I. M. Zerón, J. Algaba, J. M. Míguez, J. Grabowska, S. Blázquez, E. Sanz, C. Vega, F. J. Blas. J. Chem. Phys., 2025
https://doi.org/10.1063/5.0252152
We investigate the nucleation of carbon dioxide (CO2) hydrates from carbon dioxide aqueous solutions by means of molecular dynamics simulations using the TIP4P/Ice and the TraPPE models for water and CO2, respectively. We work at 400 bar and different temperatures and CO2 concentrations. We use brute force molecular dynamics when the supersaturation or the supercooling is so high so that nucleation occurs spontaneously and Seeding otherwise. We use both methods for a particular state and found an excellent agreement when using a linear combination of q̄3 and q̄12 order parameters to identify critical clusters. With such order parameter, we get a rate of 1025 m−3 s−1 for nucleation in a CO2 saturated solution at 255 K (35 K of supercooling). By comparison with our previous work on methane hydrates, we conclude that nucleation of CO2 hydrates is several orders of magnitude faster due to a lower interfacial free energy between the crystal and the solution. By combining our nucleation studies with a recent calculation of the hydrate–solution interfacial free energy at coexistence [Algaba et al., J. Colloid Interface Sci. 623, 354–367 (2022)], we obtain a prediction of the nucleation rate temperature dependence for CO2-saturated solutions (the experimentally relevant concentration).
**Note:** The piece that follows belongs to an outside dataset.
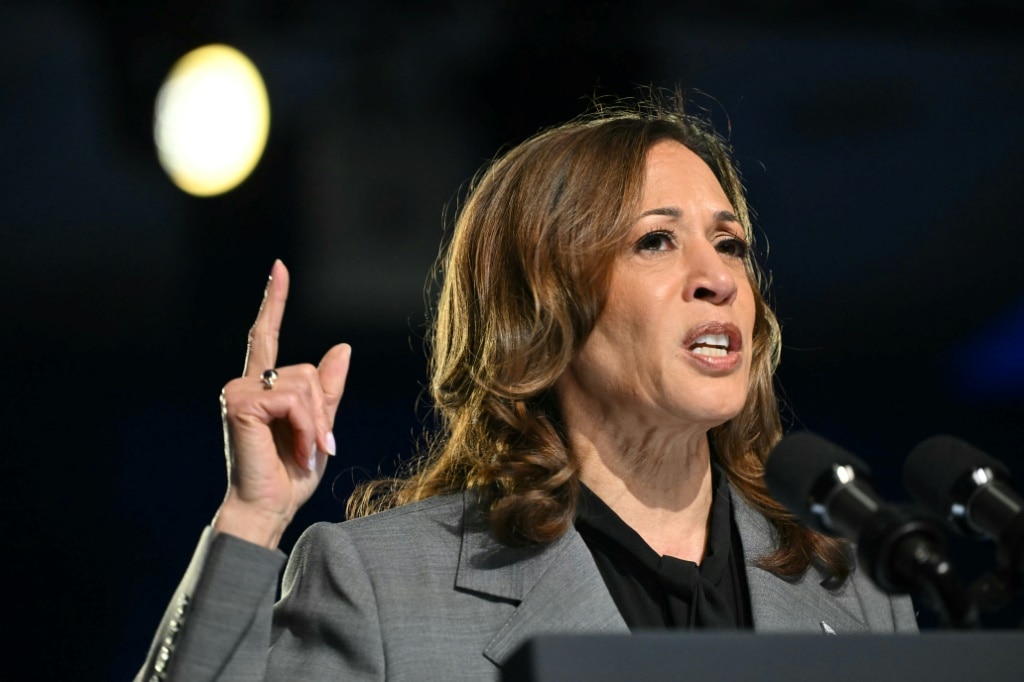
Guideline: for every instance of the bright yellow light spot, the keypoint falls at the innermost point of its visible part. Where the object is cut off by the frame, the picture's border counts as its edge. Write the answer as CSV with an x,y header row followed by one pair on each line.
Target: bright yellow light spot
x,y
211,120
On the one hand, we open the window for comparison with experiments for supercooling larger than 25 K. On the other hand, we conclude that homogeneous nucleation is impossible for supercooling lower than 20 K. Therefore, nucleation must be heterogeneous in typical experiments where hydrate formation is observed at low supercooling. To assess the hypothesis that nucleation occurs at the solution-CO2 interface, we run spontaneous nucleation simulations in two-phase systems and find, by comparison with single-phase simulations, that the interface does not affect hydrate nucleation, at least at the deep supercooling at which this study was carried out (40 and 45 K). Overall, our work sheds light on molecular and thermodynamic aspects of hydrate nucleation.